Tuesday, May 3, 2016

Cat 6 cable for the TV

Our wireless router is in the computer room, at one end of the house.  The TV is at the other end of the house.  We've tried to get wireless to extend from the router to the TV, but it's iffy, at best.  So to try Netflix, we ran a 100 foot cat5 cable from the router to the TV (actually to the Blu-ray DVD player which then connects to the TV).



But running a cable along the floor from one end of the house to the other seems to me to be a safety hazard, so given that this may be a long term issue (not just for our free trial month), we wanted a better solution.  We tried a wireless range extender, and considered some other approaches (like using our electrical power wiring), but it seems that the best approach is the cable -- lowest cost, no maintenance, highest reliable bandwidth.

So we decided to just run the cable thru the attic, instead of thru the house.

Starting in the TV room, we have a wall plug that provides the cable and a telephone plug.  Taking that off, we see that the wall is insulated (it's the wall between the TV room and the back deck).  We should be able to use the telephone wire to pull a cat6 cable down the wall, if we can find these in the attic.
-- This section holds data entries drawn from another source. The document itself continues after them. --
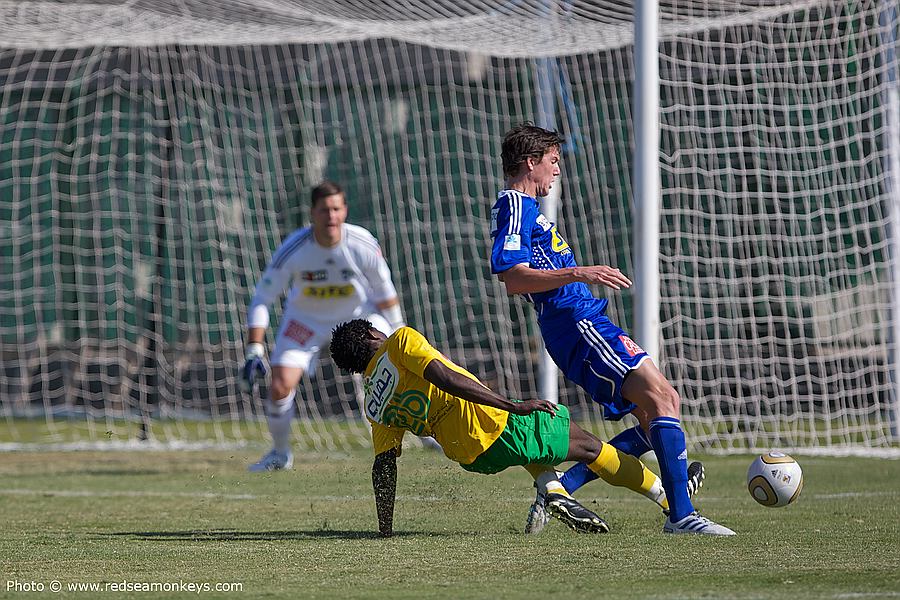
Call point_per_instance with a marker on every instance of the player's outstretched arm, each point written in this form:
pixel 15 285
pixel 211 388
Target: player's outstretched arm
pixel 384 482
pixel 522 279
pixel 469 389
 Going in the attic, we can pull back the insulation


and then we can find where the cables go thru the top plate of the wall and down into the wall.



We attach a string to the telephone wire, pull it up, connect the telephone wire and the cat6 cable to it, and pull it back down.


We bought a 100 foot yellow cat6 cable for  this purpose.

Patching the wall, repainting it and getting a new wall plate, we have a connection for the cat6, cable, and telephone.


We bought this wall plate from Fry's.  It's a Shaxon Keystone Wall Plate 3 Port, and then we got a 110-type RJ12 Keystone Jack (Cat 3) for the telephone (we had red, green, black, yellow 4-wire telephone and matched the red/green to the white/blue pair 1, and the yellow/black to the white/orange pair 2 for the RJ12), an F-type coaxial (Catv) Keystone coupler for the cable, and a RJ45 Keystone Coupler (Cat 6) for the ethernet cable.

Once the cable was set on the TV room, we ran the cable down the middle of the attic to the area over the A/C system (look for the yellow cable).


We fished the wire around the skylight housings and into the attic over the back bedroom.






In the attic over the back bedroom, the cable comes along the side of the attic,



under the catwalk, and along to the corner that goes outside the loft and back to the computer room.




The idea is to put a wall plate in the wall next to the A/C vent in the computer room.


Cutting a hole for an electrical box , we can then fish the wire back to the corner in the attic and pull the cable out into the room.


We then installed another of the Shaxon Keystone Wall Plates.  This time we only need one port for the RJ45 (Cat 6) coupler.


Running a simple 14-foot cat 5 patch cable from this outlet down to the router, we have what we need to run the TV or Blu-ray DVD player with internet connectivity.

As a side-effect of all the work in the attic, running the cable, we found areas on all 3 main work areas -- over the TV room, near the A/C system and in the back bedroom around the loft -- that were under-insulated.  So we bought 6 more rolls of R-30 unfaced fiberglass insulation (2 trips: 4 rolls of 23 inch wide $181.77 and 2 rolls of 15 inch wide $42.17; all 25 feet long, 9 inches deep) and installed that to boost the insulation in these areas.

So the wall-plates, inserts, and cable were all fairly in-expensive, the insulation was the most expensive part of this project.  Plus the three days of work in the attic.